A recomendação genérica que fazemos será a de que se diversifique a carteira de investimento de ativos de baixo risco.
- Sim, ter mais algum capital fora do sistema financeiro pode fazer sentido, seja com reserva no ‘colchão’, seja num cofre bancário.
- Sim, deter alguma parte da poupança em outras moedas ou valores pode fazer sentido, escolhendo criteriosamente o investimento e tendo consciência de que há sempre risco inerente (cambial, roubo, etc).
- E sim, há incentivos também muito fortes internos e externos para que não se instale a desconfiança generalizada entre os cidadãos face ao sistema financeiro pelo que apesar de mais arriscado, ter o dinheiro depositado no banco e a gerar um rendimento real positivo como acontece agora em Portugal continua a ser uma opção de poupança legítima e defensável. Pelo sim, pelo não, ponha alguns ovos noutros cestos, mas não deite a opção dos depósitos bancários para o lixo das suas opções de aforro.
Bons negócios!
É o descalabro total! NUNCA MAIS alguém vai ter confiança no sistema e a Europa vai-se apagar lentamente até à sufocação final!
Minha rica Suiça!!
Não será precoce estarmos a alarmar com uma situação que:
– não está ainda definida, até podendo os depositos até 100 mil euros serem isentos dessa taxa
– passou-se num país que é um caso especial
– já foi confirmada que não acontecerá em Portugal.

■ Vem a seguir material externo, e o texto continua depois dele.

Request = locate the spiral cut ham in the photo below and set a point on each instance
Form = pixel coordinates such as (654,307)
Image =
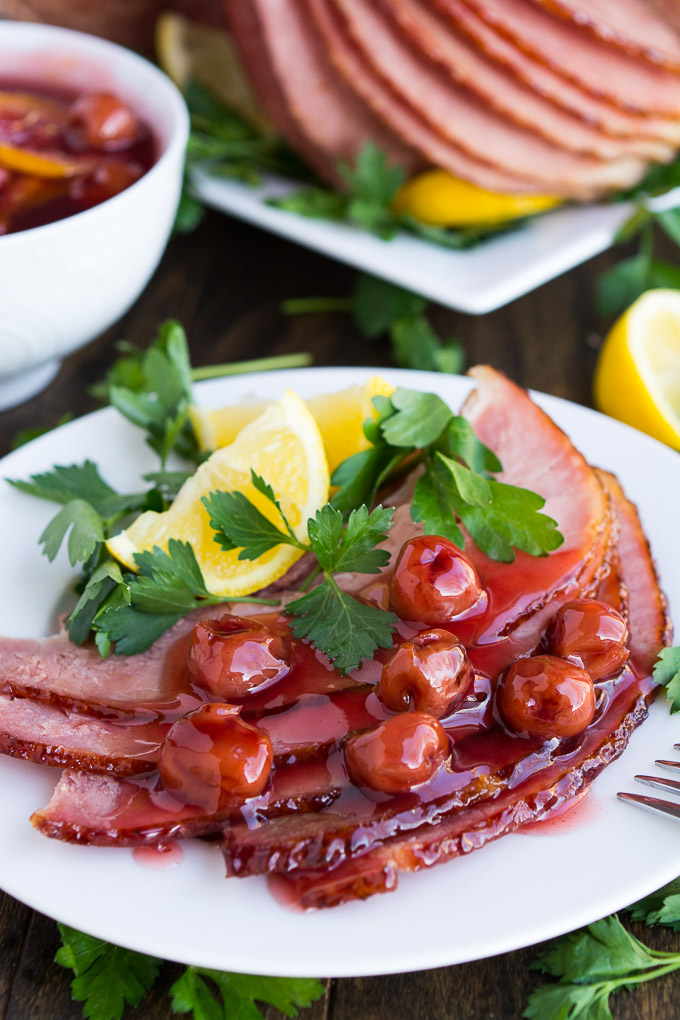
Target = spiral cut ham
(312,828)
(574,98)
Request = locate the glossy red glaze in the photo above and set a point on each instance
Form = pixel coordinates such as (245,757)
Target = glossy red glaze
(101,120)
(233,656)
(591,634)
(211,758)
(107,145)
(431,673)
(398,754)
(433,581)
(545,697)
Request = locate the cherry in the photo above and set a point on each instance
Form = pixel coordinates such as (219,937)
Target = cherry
(431,671)
(398,754)
(544,696)
(233,656)
(101,120)
(591,634)
(433,581)
(212,759)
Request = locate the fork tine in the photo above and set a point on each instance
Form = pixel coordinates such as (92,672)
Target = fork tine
(670,785)
(652,804)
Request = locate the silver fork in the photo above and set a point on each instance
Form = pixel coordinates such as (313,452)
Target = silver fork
(656,804)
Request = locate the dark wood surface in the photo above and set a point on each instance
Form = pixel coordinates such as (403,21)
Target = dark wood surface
(225,283)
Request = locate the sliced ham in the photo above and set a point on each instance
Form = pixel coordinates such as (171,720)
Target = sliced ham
(413,131)
(103,811)
(598,68)
(647,609)
(659,133)
(305,99)
(504,94)
(457,115)
(643,30)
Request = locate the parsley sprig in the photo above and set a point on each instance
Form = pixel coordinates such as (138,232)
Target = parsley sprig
(591,964)
(342,626)
(456,488)
(107,977)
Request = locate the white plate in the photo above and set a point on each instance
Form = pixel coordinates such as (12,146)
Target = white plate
(518,890)
(476,281)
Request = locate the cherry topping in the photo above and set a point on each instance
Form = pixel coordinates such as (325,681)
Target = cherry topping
(544,696)
(431,672)
(592,634)
(398,754)
(101,120)
(233,656)
(213,759)
(433,581)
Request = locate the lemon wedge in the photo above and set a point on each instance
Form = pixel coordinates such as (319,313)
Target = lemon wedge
(637,376)
(192,51)
(340,416)
(283,446)
(439,199)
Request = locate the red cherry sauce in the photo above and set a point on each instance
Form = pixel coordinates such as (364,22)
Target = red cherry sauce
(52,122)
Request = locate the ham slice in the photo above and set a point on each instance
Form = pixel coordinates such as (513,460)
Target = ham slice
(457,115)
(331,858)
(658,133)
(600,69)
(643,30)
(459,58)
(317,114)
(409,126)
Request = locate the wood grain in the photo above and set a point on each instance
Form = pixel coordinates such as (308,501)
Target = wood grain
(226,284)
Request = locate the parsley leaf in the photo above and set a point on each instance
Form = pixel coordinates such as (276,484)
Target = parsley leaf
(663,907)
(107,977)
(373,184)
(239,992)
(168,585)
(87,531)
(667,672)
(341,626)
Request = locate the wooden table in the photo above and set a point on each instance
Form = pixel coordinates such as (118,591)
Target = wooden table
(225,283)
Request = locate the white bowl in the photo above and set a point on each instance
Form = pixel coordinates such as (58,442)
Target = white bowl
(63,284)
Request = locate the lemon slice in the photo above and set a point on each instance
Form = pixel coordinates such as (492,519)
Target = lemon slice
(637,376)
(340,416)
(191,51)
(283,445)
(439,199)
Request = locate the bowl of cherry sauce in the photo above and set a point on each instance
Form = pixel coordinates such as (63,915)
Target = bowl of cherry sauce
(92,144)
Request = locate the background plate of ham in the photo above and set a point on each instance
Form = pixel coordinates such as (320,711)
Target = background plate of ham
(516,891)
(476,281)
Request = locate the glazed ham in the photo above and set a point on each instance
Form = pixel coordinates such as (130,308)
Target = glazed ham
(312,826)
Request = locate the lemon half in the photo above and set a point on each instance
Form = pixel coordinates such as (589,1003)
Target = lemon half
(283,446)
(637,376)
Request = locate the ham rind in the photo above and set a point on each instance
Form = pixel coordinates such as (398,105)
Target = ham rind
(503,93)
(598,68)
(307,102)
(633,26)
(456,114)
(647,608)
(660,133)
(413,131)
(104,811)
(56,670)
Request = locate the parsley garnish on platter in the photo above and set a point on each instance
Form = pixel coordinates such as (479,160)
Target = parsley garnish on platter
(108,977)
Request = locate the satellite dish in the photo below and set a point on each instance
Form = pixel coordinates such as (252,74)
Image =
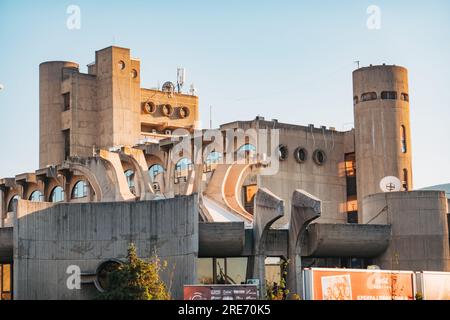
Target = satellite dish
(390,184)
(168,87)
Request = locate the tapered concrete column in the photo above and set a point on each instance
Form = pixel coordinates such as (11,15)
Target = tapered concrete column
(305,209)
(268,209)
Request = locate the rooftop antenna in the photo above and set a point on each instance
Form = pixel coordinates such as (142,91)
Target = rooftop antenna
(181,77)
(210,117)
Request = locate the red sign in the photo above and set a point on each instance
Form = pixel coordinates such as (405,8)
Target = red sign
(352,284)
(221,292)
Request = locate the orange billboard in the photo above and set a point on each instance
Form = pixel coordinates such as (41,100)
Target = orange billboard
(358,284)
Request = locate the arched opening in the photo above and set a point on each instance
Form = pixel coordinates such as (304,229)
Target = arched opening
(283,152)
(182,168)
(154,171)
(13,203)
(57,195)
(213,159)
(403,139)
(389,95)
(247,152)
(80,190)
(36,196)
(319,157)
(300,154)
(129,175)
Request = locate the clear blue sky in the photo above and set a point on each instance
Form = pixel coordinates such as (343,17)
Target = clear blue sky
(289,60)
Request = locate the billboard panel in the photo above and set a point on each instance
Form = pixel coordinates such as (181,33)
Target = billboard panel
(353,284)
(435,285)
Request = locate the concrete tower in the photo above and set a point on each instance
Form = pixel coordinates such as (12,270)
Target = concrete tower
(382,129)
(52,102)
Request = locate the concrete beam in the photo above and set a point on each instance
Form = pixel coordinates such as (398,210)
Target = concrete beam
(346,240)
(221,239)
(6,245)
(268,209)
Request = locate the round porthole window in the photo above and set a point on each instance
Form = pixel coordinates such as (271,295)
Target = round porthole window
(300,154)
(184,112)
(103,270)
(319,157)
(282,152)
(167,110)
(149,107)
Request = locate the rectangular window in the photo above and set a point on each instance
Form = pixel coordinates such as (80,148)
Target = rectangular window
(5,282)
(66,98)
(66,134)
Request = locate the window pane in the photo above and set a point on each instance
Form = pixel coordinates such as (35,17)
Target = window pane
(237,270)
(6,278)
(205,270)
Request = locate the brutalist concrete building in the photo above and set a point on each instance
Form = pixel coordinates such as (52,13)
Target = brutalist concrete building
(122,164)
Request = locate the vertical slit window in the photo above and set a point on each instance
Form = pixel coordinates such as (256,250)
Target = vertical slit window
(403,139)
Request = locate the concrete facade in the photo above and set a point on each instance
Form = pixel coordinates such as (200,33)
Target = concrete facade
(419,236)
(48,238)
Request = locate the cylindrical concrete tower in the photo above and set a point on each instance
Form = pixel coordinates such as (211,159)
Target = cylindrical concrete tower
(52,139)
(382,128)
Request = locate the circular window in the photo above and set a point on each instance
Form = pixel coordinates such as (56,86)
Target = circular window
(319,157)
(103,270)
(282,152)
(149,107)
(184,112)
(167,110)
(300,154)
(36,196)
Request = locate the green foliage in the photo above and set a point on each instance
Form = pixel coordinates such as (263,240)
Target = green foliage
(137,279)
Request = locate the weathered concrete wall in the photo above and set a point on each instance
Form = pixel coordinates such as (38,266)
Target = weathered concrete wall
(326,181)
(6,245)
(419,236)
(50,237)
(378,123)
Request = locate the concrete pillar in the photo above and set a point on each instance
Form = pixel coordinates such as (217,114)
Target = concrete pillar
(305,208)
(419,236)
(268,209)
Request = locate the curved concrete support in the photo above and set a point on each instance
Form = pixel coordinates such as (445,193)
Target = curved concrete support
(419,237)
(221,239)
(122,190)
(6,245)
(137,159)
(305,209)
(268,209)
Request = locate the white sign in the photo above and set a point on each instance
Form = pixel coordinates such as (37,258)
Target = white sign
(390,184)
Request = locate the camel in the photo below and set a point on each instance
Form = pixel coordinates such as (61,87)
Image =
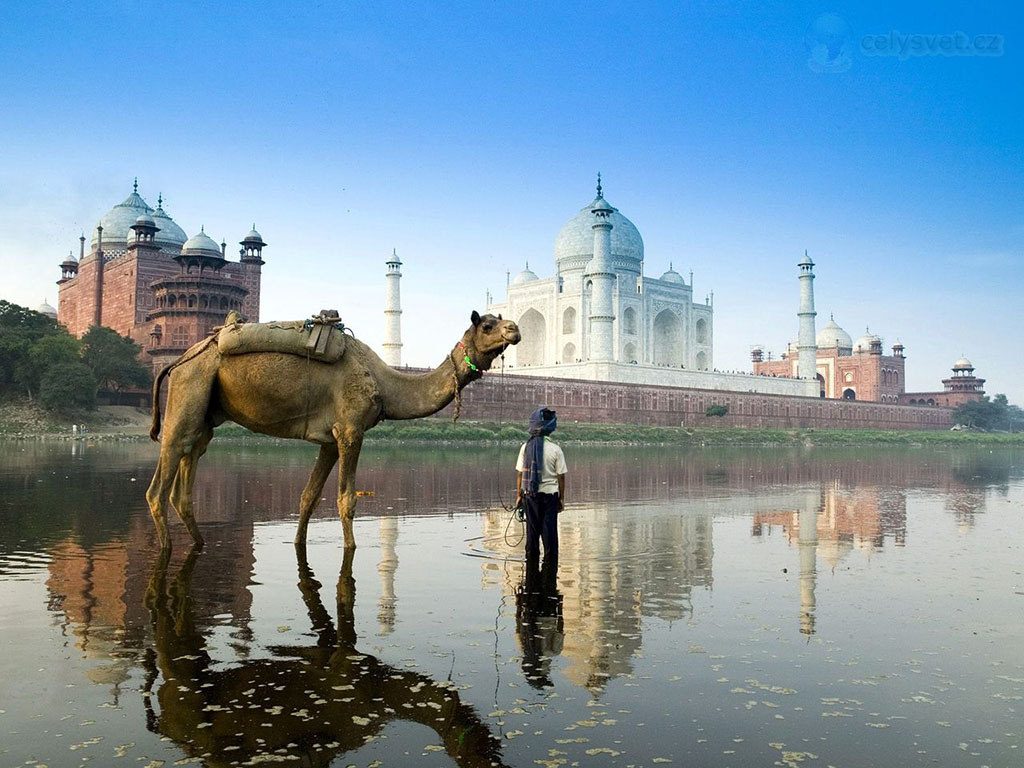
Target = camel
(287,395)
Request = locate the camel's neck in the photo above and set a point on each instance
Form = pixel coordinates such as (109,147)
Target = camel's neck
(415,395)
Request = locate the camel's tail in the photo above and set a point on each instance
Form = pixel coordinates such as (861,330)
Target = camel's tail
(155,429)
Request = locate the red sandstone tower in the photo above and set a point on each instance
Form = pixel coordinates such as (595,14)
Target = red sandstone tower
(144,279)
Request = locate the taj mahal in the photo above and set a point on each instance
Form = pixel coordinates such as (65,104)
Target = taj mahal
(599,317)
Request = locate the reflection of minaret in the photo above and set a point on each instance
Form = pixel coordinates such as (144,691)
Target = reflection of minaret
(808,544)
(386,567)
(392,312)
(807,365)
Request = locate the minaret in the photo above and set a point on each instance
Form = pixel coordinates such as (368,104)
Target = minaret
(806,346)
(387,567)
(807,540)
(603,280)
(392,312)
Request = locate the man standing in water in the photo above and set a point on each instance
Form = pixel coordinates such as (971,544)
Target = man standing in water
(541,482)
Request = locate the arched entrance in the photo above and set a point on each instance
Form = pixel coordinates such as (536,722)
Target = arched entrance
(668,339)
(529,351)
(630,322)
(568,321)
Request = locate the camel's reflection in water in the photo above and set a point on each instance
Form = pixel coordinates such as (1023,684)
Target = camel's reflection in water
(308,705)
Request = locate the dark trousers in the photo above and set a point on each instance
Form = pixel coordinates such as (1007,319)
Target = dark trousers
(542,523)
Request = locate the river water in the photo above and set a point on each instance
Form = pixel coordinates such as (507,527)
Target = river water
(710,607)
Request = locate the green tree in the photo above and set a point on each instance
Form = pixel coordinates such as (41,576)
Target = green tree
(68,386)
(61,348)
(19,329)
(114,359)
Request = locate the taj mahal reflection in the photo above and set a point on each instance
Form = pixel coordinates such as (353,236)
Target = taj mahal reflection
(637,551)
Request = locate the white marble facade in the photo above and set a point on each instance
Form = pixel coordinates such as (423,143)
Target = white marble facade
(656,322)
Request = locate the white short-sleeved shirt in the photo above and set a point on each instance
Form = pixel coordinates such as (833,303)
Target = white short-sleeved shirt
(554,465)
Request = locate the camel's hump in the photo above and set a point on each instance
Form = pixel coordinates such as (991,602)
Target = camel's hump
(318,341)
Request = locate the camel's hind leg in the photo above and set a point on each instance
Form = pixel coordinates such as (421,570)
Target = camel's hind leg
(326,460)
(181,498)
(184,428)
(349,444)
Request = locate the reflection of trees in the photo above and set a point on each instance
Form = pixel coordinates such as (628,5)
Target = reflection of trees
(308,704)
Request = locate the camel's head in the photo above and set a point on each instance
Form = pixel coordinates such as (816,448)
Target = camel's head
(489,335)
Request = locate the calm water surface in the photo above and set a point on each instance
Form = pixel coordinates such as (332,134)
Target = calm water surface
(749,607)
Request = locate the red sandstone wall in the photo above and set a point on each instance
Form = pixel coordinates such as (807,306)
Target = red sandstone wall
(623,403)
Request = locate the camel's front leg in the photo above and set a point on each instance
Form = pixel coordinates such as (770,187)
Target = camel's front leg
(349,443)
(326,460)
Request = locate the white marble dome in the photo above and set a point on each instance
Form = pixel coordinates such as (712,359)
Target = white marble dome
(574,244)
(526,275)
(863,343)
(833,336)
(201,244)
(117,222)
(673,276)
(171,237)
(46,309)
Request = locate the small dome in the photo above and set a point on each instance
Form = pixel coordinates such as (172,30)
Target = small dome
(171,237)
(46,309)
(863,344)
(833,336)
(526,275)
(117,222)
(201,245)
(254,236)
(673,276)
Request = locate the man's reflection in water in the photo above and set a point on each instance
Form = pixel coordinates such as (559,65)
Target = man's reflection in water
(539,619)
(307,704)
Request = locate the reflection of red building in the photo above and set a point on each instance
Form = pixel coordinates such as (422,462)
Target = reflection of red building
(962,387)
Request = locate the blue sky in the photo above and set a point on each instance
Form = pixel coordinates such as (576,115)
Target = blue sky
(464,135)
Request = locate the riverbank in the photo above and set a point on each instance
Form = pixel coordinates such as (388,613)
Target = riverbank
(23,421)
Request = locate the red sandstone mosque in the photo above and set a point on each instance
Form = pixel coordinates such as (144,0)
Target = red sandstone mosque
(857,370)
(143,278)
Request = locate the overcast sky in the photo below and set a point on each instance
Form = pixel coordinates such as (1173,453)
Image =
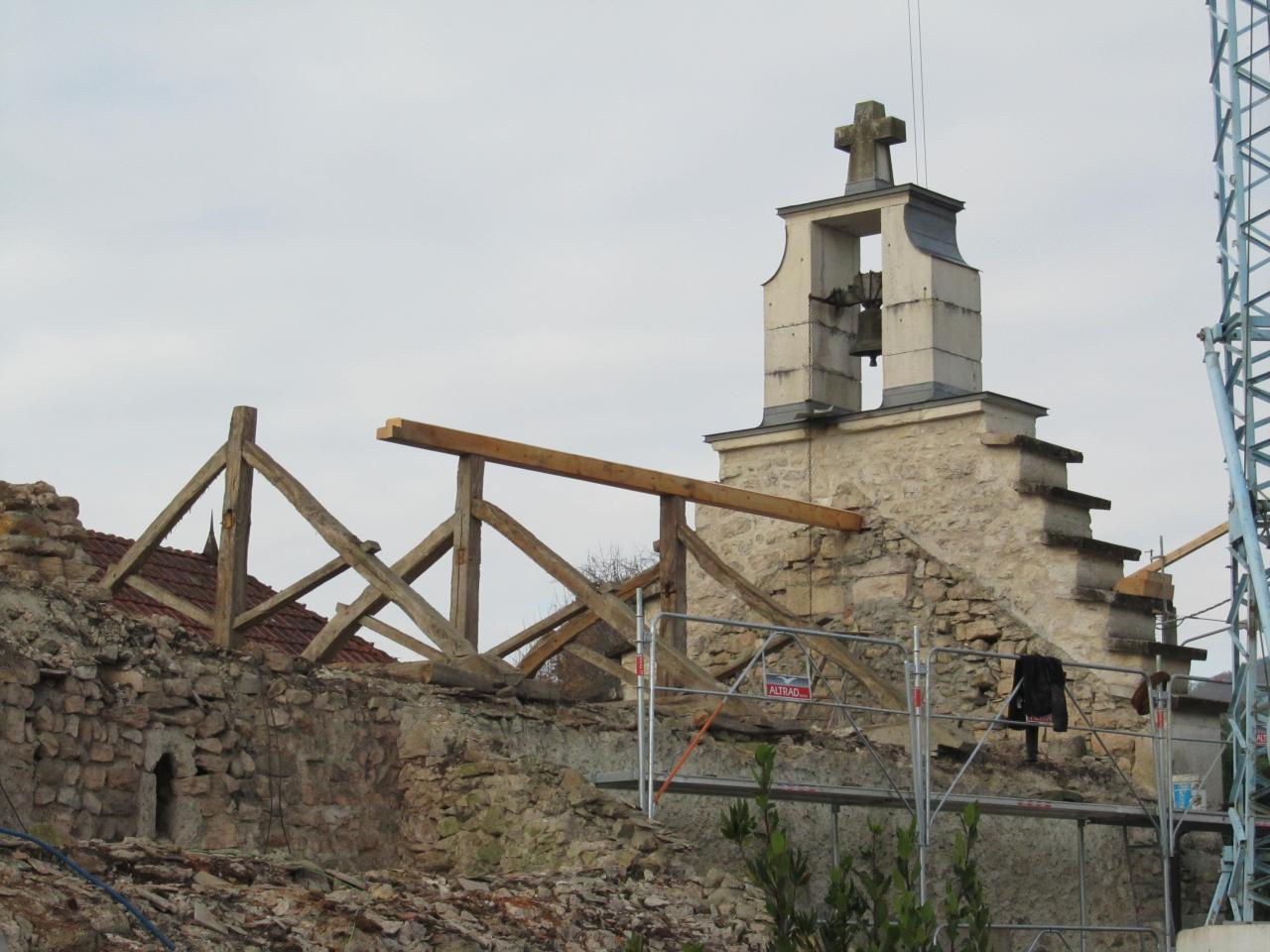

Parem lá com as especulações que já há especuladores a mais neste planeta!
O que o jz diz ser especulação para nós é informação. Saber o que se está a passar incluindo o grau de incerteza associado é um direito. Aliás, se há quem esteja a introduzir incerteza em tudo isto, não é seguramente o mensageiro.
È especulação pura, caro Mapari.
Grau de incerteza?? Mas se já foi confirmado que isto é um caso único que não acontecerá cá.
Ainda nem no Chipre foi decidido o grau desta taxa e já se especula o que se poderá passar em Portugal. Tipico dos portugueses que vivem de cenários hipoteticos em vez de viverem do presente e pensar no futuro.